HOGAN Lovells partner Richard Tyler will be walking down the stairs sideways for the next three days after completing yesterday’s physically and mentally exhausting 26.2 mile Virgin Money London Marathon.

“Towards the end of the race you end up running not much faster than you can walk because your legs wind down like a spring,” said Tyler, appropriately an energy specialist at the law firm. “The first half was fun but the second was increasingly ugly.”

Tyler finished the race in just over four hours to raise about £3,000 – once he has “rattled a few cages” at Lovells – to be split equally between the Geoff Thomas Foundation and Action Against Hunger, which is funding a feeding station for malnourished children in Liberia.

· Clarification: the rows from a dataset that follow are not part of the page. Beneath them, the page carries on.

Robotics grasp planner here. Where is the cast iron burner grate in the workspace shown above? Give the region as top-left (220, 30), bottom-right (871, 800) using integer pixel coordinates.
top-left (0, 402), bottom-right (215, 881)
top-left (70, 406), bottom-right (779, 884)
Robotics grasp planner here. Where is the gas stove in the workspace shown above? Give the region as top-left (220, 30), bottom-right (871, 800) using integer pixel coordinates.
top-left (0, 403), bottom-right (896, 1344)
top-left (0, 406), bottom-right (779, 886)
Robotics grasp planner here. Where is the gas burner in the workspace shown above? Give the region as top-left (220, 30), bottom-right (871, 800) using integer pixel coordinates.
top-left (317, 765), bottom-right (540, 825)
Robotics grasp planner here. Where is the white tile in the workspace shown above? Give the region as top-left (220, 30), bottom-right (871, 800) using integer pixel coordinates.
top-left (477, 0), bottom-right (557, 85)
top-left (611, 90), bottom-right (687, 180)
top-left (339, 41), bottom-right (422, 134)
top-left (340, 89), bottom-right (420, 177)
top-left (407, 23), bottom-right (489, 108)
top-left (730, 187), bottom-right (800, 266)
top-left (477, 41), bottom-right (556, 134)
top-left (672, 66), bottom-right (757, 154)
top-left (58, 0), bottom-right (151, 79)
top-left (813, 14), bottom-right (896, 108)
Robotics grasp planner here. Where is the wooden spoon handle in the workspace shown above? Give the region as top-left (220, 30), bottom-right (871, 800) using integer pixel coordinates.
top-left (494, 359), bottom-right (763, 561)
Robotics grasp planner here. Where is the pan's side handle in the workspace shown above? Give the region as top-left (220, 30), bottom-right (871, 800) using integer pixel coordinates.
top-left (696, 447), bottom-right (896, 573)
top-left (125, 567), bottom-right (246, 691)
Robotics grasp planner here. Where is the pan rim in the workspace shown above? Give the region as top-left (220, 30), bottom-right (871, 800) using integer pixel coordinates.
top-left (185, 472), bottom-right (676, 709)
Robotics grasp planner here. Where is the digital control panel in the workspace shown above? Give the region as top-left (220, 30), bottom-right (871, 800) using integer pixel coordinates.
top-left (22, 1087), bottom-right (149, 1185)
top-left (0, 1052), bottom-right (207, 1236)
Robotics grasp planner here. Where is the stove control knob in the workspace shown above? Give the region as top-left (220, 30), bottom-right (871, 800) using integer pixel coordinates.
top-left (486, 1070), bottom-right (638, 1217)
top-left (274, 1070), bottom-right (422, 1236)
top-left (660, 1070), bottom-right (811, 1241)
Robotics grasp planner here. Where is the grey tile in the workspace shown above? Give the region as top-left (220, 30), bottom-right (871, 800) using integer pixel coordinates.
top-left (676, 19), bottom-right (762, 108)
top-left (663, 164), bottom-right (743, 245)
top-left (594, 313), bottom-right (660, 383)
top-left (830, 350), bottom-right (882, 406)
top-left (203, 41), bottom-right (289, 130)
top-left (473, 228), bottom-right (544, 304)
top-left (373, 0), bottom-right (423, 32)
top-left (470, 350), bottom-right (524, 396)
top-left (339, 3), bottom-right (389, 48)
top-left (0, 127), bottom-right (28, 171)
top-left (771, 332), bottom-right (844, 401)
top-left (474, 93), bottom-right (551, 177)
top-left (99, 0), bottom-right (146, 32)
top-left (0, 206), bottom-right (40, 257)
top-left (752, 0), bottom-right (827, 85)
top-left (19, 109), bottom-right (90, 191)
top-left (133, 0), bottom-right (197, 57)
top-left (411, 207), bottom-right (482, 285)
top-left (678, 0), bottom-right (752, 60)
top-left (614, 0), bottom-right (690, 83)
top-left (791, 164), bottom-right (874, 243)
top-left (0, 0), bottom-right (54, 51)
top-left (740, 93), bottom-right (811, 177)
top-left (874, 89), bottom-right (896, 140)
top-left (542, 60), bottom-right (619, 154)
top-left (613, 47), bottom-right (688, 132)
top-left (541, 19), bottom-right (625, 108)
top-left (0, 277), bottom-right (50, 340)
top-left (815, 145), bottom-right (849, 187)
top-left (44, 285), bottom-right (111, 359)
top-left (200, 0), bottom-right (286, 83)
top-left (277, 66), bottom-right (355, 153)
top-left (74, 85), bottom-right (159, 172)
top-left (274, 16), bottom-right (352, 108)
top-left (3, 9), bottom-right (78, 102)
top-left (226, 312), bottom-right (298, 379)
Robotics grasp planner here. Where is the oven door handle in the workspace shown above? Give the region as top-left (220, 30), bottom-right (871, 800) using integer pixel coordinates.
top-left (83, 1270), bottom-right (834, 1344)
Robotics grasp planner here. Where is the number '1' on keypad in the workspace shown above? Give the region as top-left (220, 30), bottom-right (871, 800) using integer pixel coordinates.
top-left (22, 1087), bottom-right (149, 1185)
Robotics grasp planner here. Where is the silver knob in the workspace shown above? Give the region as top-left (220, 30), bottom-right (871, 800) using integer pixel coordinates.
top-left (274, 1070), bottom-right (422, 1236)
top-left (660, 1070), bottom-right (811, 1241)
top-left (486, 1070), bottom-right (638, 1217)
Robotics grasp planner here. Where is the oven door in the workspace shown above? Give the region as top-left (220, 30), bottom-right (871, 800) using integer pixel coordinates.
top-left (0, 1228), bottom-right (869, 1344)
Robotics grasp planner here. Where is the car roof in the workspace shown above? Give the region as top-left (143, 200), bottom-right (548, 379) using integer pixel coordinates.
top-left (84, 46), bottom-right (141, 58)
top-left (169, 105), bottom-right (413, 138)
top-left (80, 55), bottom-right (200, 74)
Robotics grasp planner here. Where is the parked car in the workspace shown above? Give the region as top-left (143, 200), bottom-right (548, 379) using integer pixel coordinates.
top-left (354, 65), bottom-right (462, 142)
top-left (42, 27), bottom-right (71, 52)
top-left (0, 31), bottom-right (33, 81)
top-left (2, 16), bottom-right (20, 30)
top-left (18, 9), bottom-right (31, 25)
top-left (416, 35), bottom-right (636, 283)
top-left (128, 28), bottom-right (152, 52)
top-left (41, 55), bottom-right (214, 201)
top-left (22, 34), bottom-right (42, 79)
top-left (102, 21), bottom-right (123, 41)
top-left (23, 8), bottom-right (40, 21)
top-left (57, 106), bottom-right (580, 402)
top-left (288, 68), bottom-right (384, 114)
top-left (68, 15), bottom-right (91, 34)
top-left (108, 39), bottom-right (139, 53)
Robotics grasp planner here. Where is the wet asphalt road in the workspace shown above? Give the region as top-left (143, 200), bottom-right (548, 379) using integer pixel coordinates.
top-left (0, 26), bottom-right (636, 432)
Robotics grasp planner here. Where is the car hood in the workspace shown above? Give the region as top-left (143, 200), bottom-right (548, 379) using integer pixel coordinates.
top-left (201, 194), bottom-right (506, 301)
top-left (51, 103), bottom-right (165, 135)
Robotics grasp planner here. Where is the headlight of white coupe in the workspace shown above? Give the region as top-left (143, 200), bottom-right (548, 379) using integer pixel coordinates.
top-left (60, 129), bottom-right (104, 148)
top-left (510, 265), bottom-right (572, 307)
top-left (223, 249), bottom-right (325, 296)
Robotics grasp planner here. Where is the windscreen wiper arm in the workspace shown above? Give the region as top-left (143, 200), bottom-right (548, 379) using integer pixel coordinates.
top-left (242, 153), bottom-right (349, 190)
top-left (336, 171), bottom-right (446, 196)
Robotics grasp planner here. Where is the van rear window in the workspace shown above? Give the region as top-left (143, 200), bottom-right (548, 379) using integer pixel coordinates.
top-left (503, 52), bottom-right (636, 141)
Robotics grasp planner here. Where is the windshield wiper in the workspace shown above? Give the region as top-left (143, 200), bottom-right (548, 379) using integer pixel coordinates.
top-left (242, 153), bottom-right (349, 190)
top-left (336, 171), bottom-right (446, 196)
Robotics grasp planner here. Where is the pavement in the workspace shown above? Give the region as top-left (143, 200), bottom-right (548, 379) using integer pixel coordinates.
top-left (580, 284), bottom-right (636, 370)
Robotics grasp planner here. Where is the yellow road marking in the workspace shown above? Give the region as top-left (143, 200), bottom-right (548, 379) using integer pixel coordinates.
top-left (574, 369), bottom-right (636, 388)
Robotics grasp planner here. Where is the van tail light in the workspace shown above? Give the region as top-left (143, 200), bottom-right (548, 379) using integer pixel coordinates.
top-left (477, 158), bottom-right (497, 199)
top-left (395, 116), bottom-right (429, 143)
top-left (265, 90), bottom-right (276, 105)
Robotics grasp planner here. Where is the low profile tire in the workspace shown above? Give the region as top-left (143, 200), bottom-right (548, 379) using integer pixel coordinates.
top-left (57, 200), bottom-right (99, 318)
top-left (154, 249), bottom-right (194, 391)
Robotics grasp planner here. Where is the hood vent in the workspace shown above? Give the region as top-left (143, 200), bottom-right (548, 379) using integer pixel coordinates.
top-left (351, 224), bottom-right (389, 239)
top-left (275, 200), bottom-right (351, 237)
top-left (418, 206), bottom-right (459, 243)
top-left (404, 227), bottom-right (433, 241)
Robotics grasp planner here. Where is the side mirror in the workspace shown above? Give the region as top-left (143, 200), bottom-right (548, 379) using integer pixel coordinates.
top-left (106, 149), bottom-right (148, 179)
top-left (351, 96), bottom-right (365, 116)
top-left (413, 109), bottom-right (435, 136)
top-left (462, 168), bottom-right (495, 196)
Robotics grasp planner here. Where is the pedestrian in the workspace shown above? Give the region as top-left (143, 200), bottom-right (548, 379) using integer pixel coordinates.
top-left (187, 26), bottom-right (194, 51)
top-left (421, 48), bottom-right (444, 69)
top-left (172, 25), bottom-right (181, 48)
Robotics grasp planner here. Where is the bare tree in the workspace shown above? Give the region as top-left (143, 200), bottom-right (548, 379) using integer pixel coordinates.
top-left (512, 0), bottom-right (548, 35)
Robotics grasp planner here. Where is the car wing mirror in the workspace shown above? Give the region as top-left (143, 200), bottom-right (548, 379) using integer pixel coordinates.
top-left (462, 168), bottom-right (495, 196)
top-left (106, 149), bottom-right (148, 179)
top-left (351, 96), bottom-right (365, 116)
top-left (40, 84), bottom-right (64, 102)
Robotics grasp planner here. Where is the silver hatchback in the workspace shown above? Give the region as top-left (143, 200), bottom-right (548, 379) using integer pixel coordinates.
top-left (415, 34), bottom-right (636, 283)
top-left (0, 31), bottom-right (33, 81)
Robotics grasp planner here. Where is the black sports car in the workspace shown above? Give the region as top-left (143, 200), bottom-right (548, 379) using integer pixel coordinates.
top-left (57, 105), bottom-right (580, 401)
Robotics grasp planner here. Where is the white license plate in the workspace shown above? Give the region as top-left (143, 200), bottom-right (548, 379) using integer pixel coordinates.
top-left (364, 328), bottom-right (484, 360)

Meanwhile, Vassos Georgiadis, managing director of Melton Legal Search, joined the crowds to encourage his fellow Jane Bubear Sport Foundation trustees Martin Winter, senior partner at Taylor Wessing (3hrs 59 mins) and Brian Phillips, chief investment officer of GCP Capital Partners (4hrs 57 mins).

Not to be outdone, a group of 14 lawyers from Simmons & Simmons have been training for months to raise their target of £1,700 each for Scope, including partners Tim Pearce and Jonathan Melrose; Jonathan Hammond, the new head of financial markets; and associates George Hankey and Arthur Markham.

After finishing the race in four hours and 35 minutes, Markham took a cycle rickshaw straight to the The Punchbowl in Piccadilly Circus for some rehydrating ciders – “the best thing I have drunk all day” – while Taylor Wessing’s Winter celebrate his fifty-seventh birthday with his first beers in four weeks.

“I shall try hard not to fall asleep,” said Wessing, who is tomorrow flying out to the Greek island of Stetse for a holiday with Georgiadis, where the pair plan to take part in their traditional 16.5 mile race around the “brutally hilly” island – just for fun.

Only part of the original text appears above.